Boxlegende Muhammad Ali ist tot. Er starb mit 74 Jahren in Scottsdale, Arizona, USA.

Muhammad Ali über dem bezwungenen Sonny Liston

Erst vor wenigen Stunden kam die Meldung, dass Boxlegende Muhammad Ali ins Krankenhaus eingeliefert wurde. Das Ende sei nah, hieß es. Dann die Nachricht, dass bereits vier seiner Kinder an sein Krankenbett geeilt seien, wo Ali an lebenserhaltenden Maschinen angeschlossen war. Jetzt ist der 74-jährige Box-Champion tot.

Kaum einem anderen Boxer ist es gelungen, der Welt derart seinen Stempel aufzudrücken, sich weit über die Grenzen des Boxsports hinaus in die Köpfe der Menschen zu kämpfen und lange nach seiner Karriere noch derart relevant zu bleiben wie der Mann, der am 17. Januar 1942 in Louisville, Kentucky, USA als Cassius Marcellus Clay Jr. das Licht der Welt erblickte, benannt nach Cassius Marcellus Clay, einem Gegner der Sklaverei.

Ein buchstäbliches Leben für den Sport

Mit 12 begann Ali mit dem Boxen. Nach mehreren Amateurtiteln gewann er 1960 in Rom bei den Olympischen Spielen die Goldmedaille im Halbschwergewicht - sein Eintritt in die Profiwelt. Sein Talent hatte ihn weit gebracht, doch es war seine Selbstinszenierung, die ihn zum Star machte. Das, was Boxer heute in aller Welt von sich geben, das, was sie darstellen, das alles hatte Ali sozusagen begründet. Noch größer als sein Talent war eigentlich nur noch sein Ego.

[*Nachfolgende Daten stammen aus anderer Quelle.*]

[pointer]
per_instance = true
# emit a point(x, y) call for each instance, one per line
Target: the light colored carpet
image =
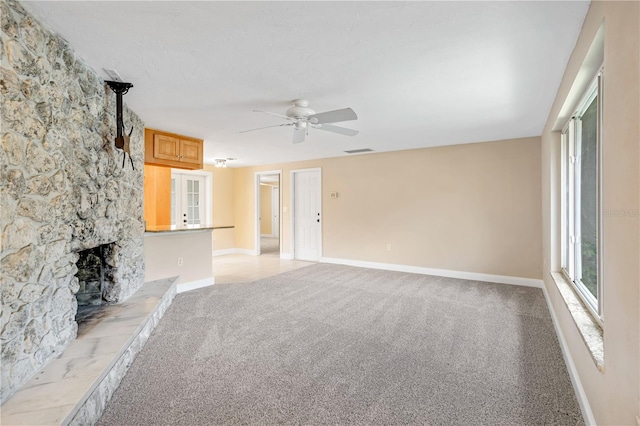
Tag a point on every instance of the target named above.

Mitte der 60er Jahre trat er der Nation of Islam bei, 1975 konvertierte er schließlich zum sunnitischen Islam, legte seinen, wie er sagte, Sklavennamen ab, und nannte sich seither Muhammad Ali. Zusammen mit seiner Militärdienstverweigerung während des Vietnamkriegs, Ali begründete seine Entscheidung mit seinem Glauben, aber auch mit seiner Weigerung, für die weißen Sklaventreiber in ein fremdes Land zu marschieren und dabei zu helfen, ein armes Volk zu ermorden, war das wohl Grund genug, ihm die Boxlizenz zu entziehen. Ein Haftstrafe zu fünf Jahren und 10.000 Dollar Strafe wurden später aufghehoben.

Als er ein König war

Ab 1970 durfte Ali wieder in den Ring steigen. Aber der Kampf, der ihn zur Legende werden lassen sollte, fand vier Jahre später gegen Schwergewichts-Champion George Foreman in Kinshasa, Zaire (heutiges Kongo) statt. Der von Don King organisierte "Rumble in the Jungle" - kein bloßer Boxkampf, ein Event, das in die Geschichte eingehen sollte. Finanziert vom Diktator Mobutu Sese Seko und außerhalb der Vereinigten Staaten stattfindend, um keine Steuern zahlen zu müssen, war dies das wahrscheinlich größte Psychoduell zweier Meister ihres Fachs.

Karrierende und Parkinson

1980 verlor Ali den Versuch, zum vierten Mal Weltmeister zu werden. Daraufhin gab er 1981 das Ende seiner Karriere bekannt. 1984 erhielt er die Diagnose Parkinson. Immer wieder kam die Frage auf, ob er diese Krankheit durch das Boxen erhielt. Nicht als Boxer, dafür als Botschafter von Frieden und Glauben nahm er seither immer wieder an Veranstaltungen teil und bot seine Hilfe bei Verhandlungen an. Seinen größten Auftritt in dieser neuen Aufgabe hatte er bei den Olympischen Spielen 1996 in Atlanta, Georgia, USA, wo er das Olympische Feuer entzündete.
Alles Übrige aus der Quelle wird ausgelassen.